Whatever the results in Florida and elsewhere, Gingrich has shown that time really can heal old wounds in politics. Even the most conservative religious voters in South Carolina showed that they were willing to forgive the sins of a seemingly penitent person.
The South Carolina results show us that, after the passage of time, voters are not bound by earlier judgments about a politician’s sins.
John Edwards may be trying to take advantage of this lesson.
The health problem that was the basis for the delay in his trial is a real one. An irregular heartbeat has bothered Edwards for many years. Still, delay may be part of his trial team’s strategy.
Every delay puts the management of the trial further away from the influence of the zealous investigation and prosecution led by former U.S. Attorney George Holding.
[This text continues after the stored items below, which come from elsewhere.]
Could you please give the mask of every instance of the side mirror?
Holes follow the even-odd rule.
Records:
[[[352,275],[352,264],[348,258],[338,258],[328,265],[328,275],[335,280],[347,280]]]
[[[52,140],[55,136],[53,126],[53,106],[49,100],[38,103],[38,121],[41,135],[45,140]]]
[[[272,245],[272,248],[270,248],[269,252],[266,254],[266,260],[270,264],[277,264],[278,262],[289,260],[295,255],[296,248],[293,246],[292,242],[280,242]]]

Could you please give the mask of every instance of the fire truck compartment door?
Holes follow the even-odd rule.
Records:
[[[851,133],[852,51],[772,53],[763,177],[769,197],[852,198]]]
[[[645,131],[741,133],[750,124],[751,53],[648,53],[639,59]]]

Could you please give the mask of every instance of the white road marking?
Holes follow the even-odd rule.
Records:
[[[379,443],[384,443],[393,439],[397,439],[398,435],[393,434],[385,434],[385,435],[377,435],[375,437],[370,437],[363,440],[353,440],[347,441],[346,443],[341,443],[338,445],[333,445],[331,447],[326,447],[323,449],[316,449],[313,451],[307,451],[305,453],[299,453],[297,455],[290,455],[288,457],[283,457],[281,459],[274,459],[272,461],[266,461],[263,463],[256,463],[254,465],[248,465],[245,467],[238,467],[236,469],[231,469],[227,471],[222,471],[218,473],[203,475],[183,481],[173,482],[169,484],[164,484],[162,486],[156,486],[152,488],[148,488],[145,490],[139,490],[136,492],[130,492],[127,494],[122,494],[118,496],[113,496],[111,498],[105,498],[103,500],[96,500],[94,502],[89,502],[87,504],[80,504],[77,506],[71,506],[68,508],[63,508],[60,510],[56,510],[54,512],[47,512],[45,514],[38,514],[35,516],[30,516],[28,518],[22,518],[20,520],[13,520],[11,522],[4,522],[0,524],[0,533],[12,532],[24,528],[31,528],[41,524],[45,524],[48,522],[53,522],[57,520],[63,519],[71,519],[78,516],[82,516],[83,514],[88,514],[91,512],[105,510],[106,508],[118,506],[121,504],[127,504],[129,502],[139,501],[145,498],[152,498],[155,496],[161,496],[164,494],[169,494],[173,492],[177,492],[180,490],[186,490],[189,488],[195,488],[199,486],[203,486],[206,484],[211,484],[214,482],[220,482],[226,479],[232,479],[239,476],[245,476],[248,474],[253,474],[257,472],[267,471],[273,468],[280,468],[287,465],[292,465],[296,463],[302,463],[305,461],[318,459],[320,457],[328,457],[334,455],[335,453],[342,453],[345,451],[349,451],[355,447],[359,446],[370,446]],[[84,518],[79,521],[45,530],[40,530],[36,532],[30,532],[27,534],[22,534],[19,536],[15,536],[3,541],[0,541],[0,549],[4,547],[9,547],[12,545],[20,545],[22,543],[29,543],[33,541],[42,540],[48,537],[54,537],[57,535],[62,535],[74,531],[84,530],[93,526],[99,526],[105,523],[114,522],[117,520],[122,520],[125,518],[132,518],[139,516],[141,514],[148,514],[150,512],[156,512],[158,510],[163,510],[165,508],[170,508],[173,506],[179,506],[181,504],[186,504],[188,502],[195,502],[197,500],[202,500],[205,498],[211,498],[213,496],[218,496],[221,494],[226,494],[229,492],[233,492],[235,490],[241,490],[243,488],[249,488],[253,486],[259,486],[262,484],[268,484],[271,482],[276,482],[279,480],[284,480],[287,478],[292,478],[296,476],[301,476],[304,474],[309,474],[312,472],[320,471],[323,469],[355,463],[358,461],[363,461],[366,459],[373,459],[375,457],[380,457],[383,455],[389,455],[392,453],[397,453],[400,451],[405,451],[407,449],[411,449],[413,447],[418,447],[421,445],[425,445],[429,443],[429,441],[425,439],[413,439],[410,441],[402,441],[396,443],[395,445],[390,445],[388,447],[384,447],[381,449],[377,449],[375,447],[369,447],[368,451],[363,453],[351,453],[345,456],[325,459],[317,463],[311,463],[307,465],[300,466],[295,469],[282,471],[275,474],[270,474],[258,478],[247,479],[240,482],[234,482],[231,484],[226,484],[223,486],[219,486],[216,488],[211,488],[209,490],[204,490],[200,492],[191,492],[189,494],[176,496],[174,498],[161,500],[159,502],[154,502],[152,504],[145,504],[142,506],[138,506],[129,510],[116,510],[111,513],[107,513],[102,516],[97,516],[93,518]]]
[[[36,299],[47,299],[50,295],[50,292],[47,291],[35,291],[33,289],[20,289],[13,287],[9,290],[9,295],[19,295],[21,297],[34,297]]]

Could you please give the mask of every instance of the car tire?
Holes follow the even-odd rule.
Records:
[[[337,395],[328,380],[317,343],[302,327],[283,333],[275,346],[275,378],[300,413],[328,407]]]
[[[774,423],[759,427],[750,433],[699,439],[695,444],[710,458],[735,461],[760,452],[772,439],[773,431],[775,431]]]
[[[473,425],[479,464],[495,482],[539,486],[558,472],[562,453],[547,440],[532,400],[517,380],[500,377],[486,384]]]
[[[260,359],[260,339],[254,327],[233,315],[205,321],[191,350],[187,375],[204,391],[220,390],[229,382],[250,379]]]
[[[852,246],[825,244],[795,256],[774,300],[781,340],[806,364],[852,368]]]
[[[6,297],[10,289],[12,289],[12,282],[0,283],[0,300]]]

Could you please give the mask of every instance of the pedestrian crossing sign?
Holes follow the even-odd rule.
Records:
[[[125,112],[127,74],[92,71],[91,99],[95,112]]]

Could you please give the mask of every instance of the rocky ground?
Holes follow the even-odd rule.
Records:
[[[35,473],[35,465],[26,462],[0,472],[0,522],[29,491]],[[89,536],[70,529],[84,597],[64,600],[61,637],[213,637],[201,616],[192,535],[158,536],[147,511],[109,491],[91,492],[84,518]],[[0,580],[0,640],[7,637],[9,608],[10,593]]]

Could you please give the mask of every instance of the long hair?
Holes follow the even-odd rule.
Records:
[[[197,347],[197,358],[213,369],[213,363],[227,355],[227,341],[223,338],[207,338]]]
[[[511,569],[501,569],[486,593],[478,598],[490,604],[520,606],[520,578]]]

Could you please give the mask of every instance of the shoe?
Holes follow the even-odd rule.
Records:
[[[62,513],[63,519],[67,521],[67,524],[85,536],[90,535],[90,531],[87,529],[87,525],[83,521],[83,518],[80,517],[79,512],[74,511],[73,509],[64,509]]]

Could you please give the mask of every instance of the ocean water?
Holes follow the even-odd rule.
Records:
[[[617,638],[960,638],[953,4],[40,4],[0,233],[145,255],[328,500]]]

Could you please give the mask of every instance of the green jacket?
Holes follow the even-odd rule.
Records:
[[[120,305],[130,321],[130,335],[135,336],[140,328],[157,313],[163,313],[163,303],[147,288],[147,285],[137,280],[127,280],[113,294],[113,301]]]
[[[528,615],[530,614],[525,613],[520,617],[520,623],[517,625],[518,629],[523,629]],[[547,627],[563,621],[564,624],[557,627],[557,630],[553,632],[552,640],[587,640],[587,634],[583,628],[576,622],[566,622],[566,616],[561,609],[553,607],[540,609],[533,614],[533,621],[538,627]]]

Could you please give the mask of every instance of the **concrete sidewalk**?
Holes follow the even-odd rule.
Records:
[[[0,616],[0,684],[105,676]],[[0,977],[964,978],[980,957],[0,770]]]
He is running for Congress rather than continuing to lead the determined effort to put Edwards in jail.
Greater and greater distance from Holding increases the possibility that less-driven prosecutors will see the benefits of making a deal with Edwards that would free them to concentrate their efforts on getting other criminals off the streets.
Every delay works to distance the minds of potential jurors from the heavy and negative publicity that accompanied Edwards’s downfall. With the passing of time, jurors may be less likely to punish Edwards simply for being the bad person the news stories made him out to be.
Every delay lessens public interest in the case and the strength of any public demand that he be held accountable.
Every delay puts the public’s memory further away from his relevance as a public figure whose extraordinary gifts almost made him a vice president, almost a president.
Thus every delay could increase the chances that Edwards will win an acquittal if the case ultimately goes to trial, or even more likely, that there will be an acceptable plea bargain offer from prosecutors.
Back to our opening question: If Edwards does walk away from his legal troubles, could he, with the passage of time, say 10 years from now, bring his gifts of persuasion and charisma back into the political arena and have some of those who have written him off today declare him to be the new Newt Gingrich?